EW7197, another small organic compound, and flavopiridol were used in validation of our hollow fiber assay protocols. EW7197, a 2-pyridyl substituted imidazole, is a therapeutic ALK5 inhibitor targeting cancer metastasis [9]. As EW7197 inhibits the transforming growth factor-β signaling pathway, it was expected not to exhibit any hollow fiber activities. In contrast, flavopiridol is a cyclin-dependent kinase inhibitor targeting cancer cell proliferation. Given its proven in vivo antitumor activity [19], flavopiridol was used as the positive control in the hollow fiber assay. At a biologically effective dose, EW7197 did not exhibit any hollow fiber activity in the SNU-16 cell line. Consistent with the results of the hollow fiber assay, this compound also did not exhibit xenograft activity, whereas flavopiridol exhibited significant xenograft and hollow fiber activity in the SNU-16 cell line (Fig. 3). These results validate the utility of the stomach cancer hollow fiber assay protocol proposed in this paper.

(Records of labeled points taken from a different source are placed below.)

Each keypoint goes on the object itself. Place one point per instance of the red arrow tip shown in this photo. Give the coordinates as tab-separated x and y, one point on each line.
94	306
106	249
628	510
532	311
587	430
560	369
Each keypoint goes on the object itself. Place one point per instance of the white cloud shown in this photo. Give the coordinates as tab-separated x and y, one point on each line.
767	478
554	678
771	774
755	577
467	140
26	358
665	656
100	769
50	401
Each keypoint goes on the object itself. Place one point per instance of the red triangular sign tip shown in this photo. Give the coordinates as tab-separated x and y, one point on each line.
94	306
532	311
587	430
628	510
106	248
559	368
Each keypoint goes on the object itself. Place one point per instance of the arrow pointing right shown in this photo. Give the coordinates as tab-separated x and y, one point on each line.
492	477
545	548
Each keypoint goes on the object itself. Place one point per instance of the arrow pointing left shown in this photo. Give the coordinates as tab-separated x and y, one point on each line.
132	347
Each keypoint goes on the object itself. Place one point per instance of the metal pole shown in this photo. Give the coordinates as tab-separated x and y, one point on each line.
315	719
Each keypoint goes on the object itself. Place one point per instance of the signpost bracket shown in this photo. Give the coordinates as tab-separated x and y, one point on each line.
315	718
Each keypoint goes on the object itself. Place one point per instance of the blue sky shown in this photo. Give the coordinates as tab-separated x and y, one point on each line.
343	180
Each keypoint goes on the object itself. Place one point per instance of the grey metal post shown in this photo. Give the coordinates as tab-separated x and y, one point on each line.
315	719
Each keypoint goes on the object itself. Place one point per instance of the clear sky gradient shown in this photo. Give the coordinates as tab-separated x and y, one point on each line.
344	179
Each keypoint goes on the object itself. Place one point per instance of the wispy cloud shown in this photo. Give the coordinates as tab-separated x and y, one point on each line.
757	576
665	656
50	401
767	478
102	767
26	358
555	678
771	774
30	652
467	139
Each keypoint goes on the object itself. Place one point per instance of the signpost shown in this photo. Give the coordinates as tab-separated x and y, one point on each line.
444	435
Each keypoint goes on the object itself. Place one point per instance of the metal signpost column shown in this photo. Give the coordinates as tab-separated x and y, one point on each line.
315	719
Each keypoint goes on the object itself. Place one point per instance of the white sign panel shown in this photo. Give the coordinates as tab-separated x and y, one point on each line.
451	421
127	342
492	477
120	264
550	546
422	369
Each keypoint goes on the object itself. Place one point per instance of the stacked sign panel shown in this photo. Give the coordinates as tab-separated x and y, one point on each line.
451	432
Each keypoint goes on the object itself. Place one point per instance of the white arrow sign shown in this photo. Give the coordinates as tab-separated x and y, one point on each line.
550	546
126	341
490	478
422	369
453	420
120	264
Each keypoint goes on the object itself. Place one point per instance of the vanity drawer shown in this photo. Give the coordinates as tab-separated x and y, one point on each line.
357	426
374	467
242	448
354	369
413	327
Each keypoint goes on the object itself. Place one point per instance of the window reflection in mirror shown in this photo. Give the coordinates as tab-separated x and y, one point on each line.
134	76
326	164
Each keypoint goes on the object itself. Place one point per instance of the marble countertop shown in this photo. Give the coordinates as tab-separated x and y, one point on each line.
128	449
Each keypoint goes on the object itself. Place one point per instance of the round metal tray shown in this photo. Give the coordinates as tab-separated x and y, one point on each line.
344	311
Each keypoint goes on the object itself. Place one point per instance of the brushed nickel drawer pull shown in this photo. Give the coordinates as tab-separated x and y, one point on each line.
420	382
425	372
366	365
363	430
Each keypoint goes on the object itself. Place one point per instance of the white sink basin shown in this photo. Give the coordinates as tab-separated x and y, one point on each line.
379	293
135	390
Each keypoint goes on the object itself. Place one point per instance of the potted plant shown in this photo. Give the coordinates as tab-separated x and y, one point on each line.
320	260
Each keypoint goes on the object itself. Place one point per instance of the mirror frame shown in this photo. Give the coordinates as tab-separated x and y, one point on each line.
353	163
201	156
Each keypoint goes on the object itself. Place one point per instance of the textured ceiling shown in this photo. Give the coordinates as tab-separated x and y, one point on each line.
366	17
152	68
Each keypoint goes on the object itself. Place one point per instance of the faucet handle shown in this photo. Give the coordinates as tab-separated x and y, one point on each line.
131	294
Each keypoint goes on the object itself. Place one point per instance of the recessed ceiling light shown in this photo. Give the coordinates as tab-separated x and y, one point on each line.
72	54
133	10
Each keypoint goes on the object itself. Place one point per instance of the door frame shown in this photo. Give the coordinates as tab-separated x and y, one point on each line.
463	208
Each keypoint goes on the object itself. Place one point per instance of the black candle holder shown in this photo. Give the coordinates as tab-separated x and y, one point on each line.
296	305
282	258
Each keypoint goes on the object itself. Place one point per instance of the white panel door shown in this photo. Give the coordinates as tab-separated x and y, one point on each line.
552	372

In summary, we report on optimized hollow fiber assay protocols for gastric cancer and hepatocellular carcinoma cell lines. The hollow fiber assay protocols can be used for comparison of the efficacy of novel small molecules and paclitaxel. Compared with xenograft assays, hollow fiber assays save time (1-2 weeks vs. 4-6 weeks) and resources while still predicting the xenograft activity of candidate small molecules. Therefore, our protocols may be useful for screening candidate small molecules that may be active against gastric cancer and hepatocellular carcinoma, both of which are common in Korea.
Conclusion
Although stomach and liver cancers are the most common cancers and a major cause of cancer-related deaths worldwide, the standard hollow fiber assay panels do not include these cancers. We have established the optimal conditions for this assay using well-characterized gastric and hepatocellular carcinoma cell lines. The hollow fiber assay activities showed high correlation with those of the xenograft. Our protocols may be useful for screening candidate small molecules that may be active against gastric cancer and liver cancers, both of which are common in Korea.
Acknowledgments
The work was supported by National Cancer Center Grants 1111370-1/1210051 and by the Proteogenomic Research Program and 2013K000429 funded by the Korean Ministry of Science, ICT, and Future Planning. The authors would like to thank Dr. Hollingshead at the US National Cancer Institute for training the authors for use of hollow fiber assay techniques.
Notes
Conflict of interest relevant to this article was not reported.